We immediately called our neighbor because the previous year we had watched their builder construct a beautiful deck. Truly quality workmanship and the crew was there every day (unlike a lot of construction crews who start, go to another job, then come back). I loved the quality and I appreciated the crew didn’t leave the job until it was done. So I asked for the name of their builder and called him. He came literally the next day. I liked what he had to say. He told me he’d work with the insurance company and take that stress away.
He had a great reputation, too. Because of this great reputation, I gave him a lot of slack. Also, it wasn’t critical the repair be done immediately compared to those who had their homes destroyed. Late August turned into early December before I knew it. I made a few phone calls. The receptionist was nice enough but I never got a call back because he was very busy. In December, I got a phone call from the insurance adjuster that they were having a hard time reaching my builder. They had sent him a request for information but he had not responded. Finally, I reached the builder and he confessed to overwhelm due to all the insurance work coming his way. Historically, his workload was comprised of 20% insurance work; 80% non-insurance work. This was a radical departure from his normal routine. I gave him some more slack and he promised to finish up with the insurance company. December became January. We now had a new adjuster. The process had to start from scratch. The phone calls weren’t returned. The e-mails went unanswered. Now, you may say to yourself, ‘I wouldn’t tolerate this type of behavior. I would have gotten another builder.’ Not so fast. See, this builder was still holding on to me by a thread…because of his ‘great reputation’.

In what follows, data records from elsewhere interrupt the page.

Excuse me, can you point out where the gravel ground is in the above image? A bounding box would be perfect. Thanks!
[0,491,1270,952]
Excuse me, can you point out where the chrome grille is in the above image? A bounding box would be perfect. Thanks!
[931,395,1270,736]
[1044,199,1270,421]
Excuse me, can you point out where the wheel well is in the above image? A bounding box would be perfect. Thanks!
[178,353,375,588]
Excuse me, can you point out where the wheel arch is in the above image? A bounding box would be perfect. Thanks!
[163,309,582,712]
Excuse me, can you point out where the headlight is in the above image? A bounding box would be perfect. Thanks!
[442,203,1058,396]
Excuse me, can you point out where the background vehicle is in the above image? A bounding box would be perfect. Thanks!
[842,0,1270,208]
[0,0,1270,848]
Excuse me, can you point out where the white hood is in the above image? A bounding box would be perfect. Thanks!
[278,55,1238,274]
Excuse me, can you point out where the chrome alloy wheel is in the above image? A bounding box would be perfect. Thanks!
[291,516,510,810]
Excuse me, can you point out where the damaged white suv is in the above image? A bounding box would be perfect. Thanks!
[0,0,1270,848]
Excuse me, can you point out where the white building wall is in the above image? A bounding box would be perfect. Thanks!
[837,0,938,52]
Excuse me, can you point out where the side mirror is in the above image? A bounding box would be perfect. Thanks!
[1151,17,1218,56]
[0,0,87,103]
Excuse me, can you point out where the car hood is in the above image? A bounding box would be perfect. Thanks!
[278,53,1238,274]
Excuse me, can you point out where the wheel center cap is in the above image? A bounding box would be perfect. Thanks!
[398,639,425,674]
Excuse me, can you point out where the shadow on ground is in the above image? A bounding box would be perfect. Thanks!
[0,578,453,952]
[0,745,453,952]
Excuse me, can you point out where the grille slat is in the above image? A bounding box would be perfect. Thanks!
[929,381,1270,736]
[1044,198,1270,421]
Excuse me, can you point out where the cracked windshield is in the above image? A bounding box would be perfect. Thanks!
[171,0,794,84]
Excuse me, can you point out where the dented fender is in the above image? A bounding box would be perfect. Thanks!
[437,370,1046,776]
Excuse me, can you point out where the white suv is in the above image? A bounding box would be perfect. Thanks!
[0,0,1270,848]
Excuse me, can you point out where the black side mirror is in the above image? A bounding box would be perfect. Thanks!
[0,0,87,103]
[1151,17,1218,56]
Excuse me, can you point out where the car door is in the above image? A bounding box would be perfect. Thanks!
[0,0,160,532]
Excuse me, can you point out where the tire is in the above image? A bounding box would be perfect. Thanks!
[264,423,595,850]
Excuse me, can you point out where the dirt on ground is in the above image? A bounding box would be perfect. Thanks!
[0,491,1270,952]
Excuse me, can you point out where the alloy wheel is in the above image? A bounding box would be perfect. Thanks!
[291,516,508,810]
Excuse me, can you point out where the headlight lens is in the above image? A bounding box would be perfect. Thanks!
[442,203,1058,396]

By February, his ‘great reputation’ had worn thin because of lack of communication and lack of results. I started working with the insurance company myself, brought in other builders to bid. The work ultimately got done by another builder who not only has a ‘great reputation’ but actually follows through on his claims and responded to me, the customer, in a timely way. They’ve both been in business the same number of years. Both have steady work. Yet this builder acted as if I was his first and only client.

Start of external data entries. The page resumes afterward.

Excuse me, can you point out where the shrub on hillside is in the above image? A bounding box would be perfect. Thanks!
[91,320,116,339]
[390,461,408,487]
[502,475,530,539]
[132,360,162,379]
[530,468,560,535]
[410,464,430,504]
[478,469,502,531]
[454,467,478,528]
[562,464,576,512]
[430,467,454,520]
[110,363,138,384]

See, my first builder had me at ‘hello’ because of his ‘great reputation’ and he didn’t have to work very hard for me to hire him. This is the beauty of the ‘great reputation’. It predisposes clients who contact you to hire you with very little persuasion on your part. This is the ideal world lawyers work so hard to create. The hardest part, however, is remembering to be emotionally and physically present during the actual servicing of the client secured because of the ‘great reputation’.
When a lawyer is new they are working on building their reputation one client at a time. They recognize each client who receives great advocacy, compassion, and attention during the representation process and ultimate resolution of their legal matter begets more business and so on and so on. Earning your reputation is only half the battle. But quite often the lawyer forgets it’s ONLY half the battle. Maintaining your reputation is, in my opinion, the hardest part. Over time, as the lawyer gets a little jaded, frazzled by their workload, exhausted from the juggling act known as solo life, they may forget that reputation is as fragile as an eggshell. It can only take so much pressure in the form of dissatisfied clients who eagerly hired you because of the anticipated attention they would receive before it cracks. And it is very easy to rely upon one’s reputation and forget to cultivate each and every new client as if they were the first client because, after all, haven’t you earned that luxury?
A happy client will talk about you when asked but only to the person who does the asking. An unhappy client will talk to multiple people about how you didn’t live up to your reputation…without being asked.
Once I started talking to builders in the area, they confirmed my original builder’s reputation was really good, but the inside scoop was an ever-increasing inability to deliver as promised. This is the kiss of death.
In any business, you are only as good as your next client. If you remember this truth you will always treat each and every client who walks in your door as if she was the first. Do this, and you will never have to worry about your ‘great reputation’ for delivering quality legal advocacy being shattered. Because, as they say, all the kings horses and all the kings men couldn’t put humpty together again.